Monday, July 20, 2009

Freedom of Information Victory

You could say that last Thursday's Full Council meeting was slightly less predictable than usual...

Motions to Full Council are usually just a way of setting out a party line - opposition Councillors put down a motion to try shifting the Council's opinion, the ruling Lib Dems then amend the motion by getting rid of it and replacing it with some meaningless guff about how wonderfully the Council is already responding to said problem. Occassionally the Lib Dems don't bother about waiting for the opposition motion, and go straight to the self-congratulation.

An example of the latter was the Lib Dems motion designed to set out how they are going to improve the availability of information to the public, particularly in the area of Freedom of Information requests and Councillor expenses.

Personally, I have long been calling for complete openness at the Council - the default should be that all information is publicly available (unless there is a good reason not to, such as publishing would put the Council at a commercially disadvantageous situation, or for classes of information like personal emails that would require so much editing for data protection, they should only be available through a specific Freedom of information request). But in the areas the motion dealt with specifically, I think the Council should certainly be publishing (almost) all Freedom of Information requests, and all of the Council's responses, as well as detailed information about all allowances, expenses and benefits to Councillors. Apart from the fact that allowances are generally too high in local government - we don't want to create a new class of professional or semi-professional politicians locally - I don't think the expenses claimed in Cambridge City would be a cause for great controversy, but we should publish everything and let the public decide.

You would have thought the Lib Dems would also be in favour of this, but a few of them were decidedly luke warm (I had one Lib Dem criticise me privately for supporting calls to publish Councillors usage of car park passes...), the original motion was far too woolly, and didn't commit the Council to enough action.

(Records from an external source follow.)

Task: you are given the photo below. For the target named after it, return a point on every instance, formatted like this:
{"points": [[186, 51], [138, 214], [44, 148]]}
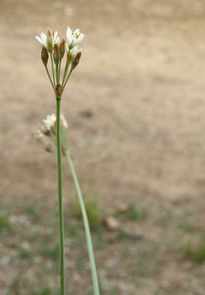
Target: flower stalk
{"points": [[55, 126], [86, 226], [60, 198]]}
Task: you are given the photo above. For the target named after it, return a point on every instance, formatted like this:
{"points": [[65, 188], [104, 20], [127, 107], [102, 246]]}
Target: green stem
{"points": [[86, 225], [60, 70], [57, 73], [67, 78], [49, 76], [60, 201], [52, 64], [68, 61]]}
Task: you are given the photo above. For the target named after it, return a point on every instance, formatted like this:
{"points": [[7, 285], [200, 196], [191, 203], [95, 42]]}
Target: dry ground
{"points": [[142, 78]]}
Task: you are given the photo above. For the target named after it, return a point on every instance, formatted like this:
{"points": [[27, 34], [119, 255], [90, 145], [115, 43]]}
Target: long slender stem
{"points": [[60, 200], [52, 64], [49, 76], [86, 225], [67, 78], [57, 73], [66, 68]]}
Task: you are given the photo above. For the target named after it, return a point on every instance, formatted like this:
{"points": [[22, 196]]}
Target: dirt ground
{"points": [[141, 78]]}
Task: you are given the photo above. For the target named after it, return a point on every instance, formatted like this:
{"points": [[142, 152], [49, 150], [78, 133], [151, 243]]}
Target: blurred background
{"points": [[135, 109]]}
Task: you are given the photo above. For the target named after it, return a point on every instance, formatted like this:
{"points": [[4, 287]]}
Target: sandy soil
{"points": [[142, 78]]}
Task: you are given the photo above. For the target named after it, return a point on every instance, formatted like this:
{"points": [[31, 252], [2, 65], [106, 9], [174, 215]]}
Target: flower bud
{"points": [[76, 60], [56, 54], [58, 91], [49, 40], [44, 55], [62, 48]]}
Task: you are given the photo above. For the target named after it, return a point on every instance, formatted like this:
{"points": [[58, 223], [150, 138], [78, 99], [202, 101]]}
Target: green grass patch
{"points": [[4, 222]]}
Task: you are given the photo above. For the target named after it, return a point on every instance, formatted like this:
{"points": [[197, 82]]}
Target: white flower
{"points": [[50, 121], [44, 40], [73, 38], [73, 51], [38, 135]]}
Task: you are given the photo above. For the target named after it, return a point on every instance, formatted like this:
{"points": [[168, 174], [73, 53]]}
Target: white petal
{"points": [[80, 38], [76, 32], [68, 33], [55, 35], [74, 51]]}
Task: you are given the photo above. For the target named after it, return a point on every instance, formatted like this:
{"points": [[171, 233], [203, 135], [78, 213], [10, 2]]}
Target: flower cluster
{"points": [[55, 48], [46, 133]]}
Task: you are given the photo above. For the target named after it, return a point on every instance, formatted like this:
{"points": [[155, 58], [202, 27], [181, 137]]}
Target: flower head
{"points": [[73, 51], [49, 40], [73, 38]]}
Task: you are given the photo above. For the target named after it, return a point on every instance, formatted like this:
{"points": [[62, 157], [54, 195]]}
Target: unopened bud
{"points": [[49, 40], [62, 48], [56, 54], [76, 60], [58, 91], [44, 55]]}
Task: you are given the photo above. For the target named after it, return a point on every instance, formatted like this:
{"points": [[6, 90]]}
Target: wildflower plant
{"points": [[53, 132]]}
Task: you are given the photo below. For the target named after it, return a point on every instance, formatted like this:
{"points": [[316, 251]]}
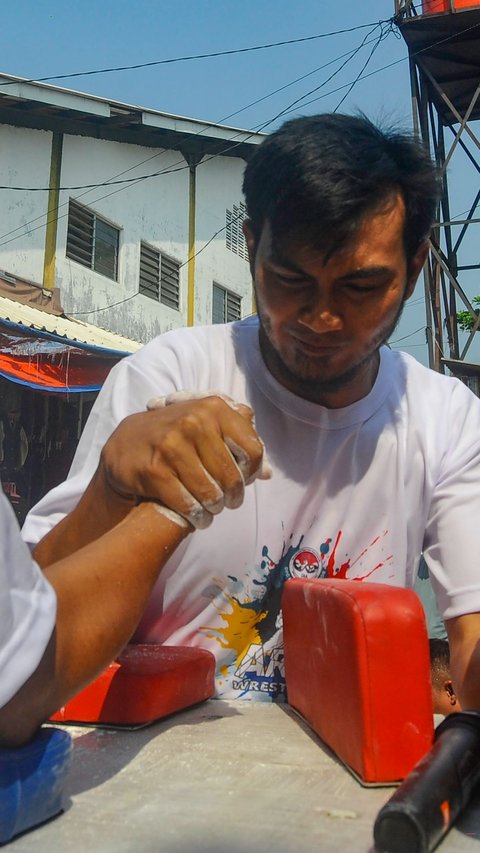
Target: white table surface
{"points": [[220, 777]]}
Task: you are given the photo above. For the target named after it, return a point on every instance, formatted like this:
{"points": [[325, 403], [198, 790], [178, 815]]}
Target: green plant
{"points": [[465, 319]]}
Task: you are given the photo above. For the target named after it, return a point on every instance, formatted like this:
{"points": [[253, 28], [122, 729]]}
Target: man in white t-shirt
{"points": [[374, 458]]}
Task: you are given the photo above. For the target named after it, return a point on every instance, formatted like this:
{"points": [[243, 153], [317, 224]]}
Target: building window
{"points": [[159, 276], [234, 236], [91, 241], [226, 306]]}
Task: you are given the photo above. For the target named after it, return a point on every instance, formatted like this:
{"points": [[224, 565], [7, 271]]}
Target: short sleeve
{"points": [[451, 544], [27, 607]]}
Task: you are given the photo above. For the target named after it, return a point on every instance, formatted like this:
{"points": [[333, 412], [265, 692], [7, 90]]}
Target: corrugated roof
{"points": [[64, 327]]}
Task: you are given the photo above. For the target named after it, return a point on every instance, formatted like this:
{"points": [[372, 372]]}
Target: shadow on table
{"points": [[294, 715], [102, 752], [469, 821]]}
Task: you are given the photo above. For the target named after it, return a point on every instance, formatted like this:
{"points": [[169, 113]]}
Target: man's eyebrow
{"points": [[368, 273], [280, 260]]}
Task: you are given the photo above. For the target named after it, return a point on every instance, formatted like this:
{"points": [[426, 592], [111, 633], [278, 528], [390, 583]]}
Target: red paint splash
{"points": [[341, 572]]}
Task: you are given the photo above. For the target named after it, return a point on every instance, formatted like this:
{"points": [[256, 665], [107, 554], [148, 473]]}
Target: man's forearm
{"points": [[464, 639], [101, 591], [98, 511]]}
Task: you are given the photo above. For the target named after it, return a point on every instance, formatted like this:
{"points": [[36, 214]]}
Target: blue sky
{"points": [[45, 39]]}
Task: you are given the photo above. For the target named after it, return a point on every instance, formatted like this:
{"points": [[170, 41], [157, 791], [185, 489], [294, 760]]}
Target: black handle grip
{"points": [[424, 806]]}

I did have an amendment prepared, but unfortunately you need a seconder, and there is only one of me. As Labour had a similar amendment, we combined the text and Labour presented it as their amendment. Remarkably, the Lib Dems agreed with the amendment, and then setout making minor changes to the amendment to allow it to go forward. Full Council doesn't pass motions requiring significant financial resources - they would need to be accompanied by budget amendments, so the output of motions is usually to get a report brough back to committee outlining how the principles can be implemented. In this case however, I think we may have gone much further than usual, and could have come up with something that genuinely changes the way the Council operates. As I see it, the amendment I helped draft in the final agreed motion commits the Council to:
  • Aspire to make information available online by default.
  • The Council will publish all Freedom of Information requests and responses online (unless there is reason not to like a request being libellous etc) (similar to www.whatdotheyknow.com)
  • The Council will publish details of all Councillor's allowances, expenses, benefits in kind etc
I think when the officers sit down to work out how they are going to implement all this, they may have kittens, but overall I think last Thursday will go down as a good day for Freedom of Information at the City Council.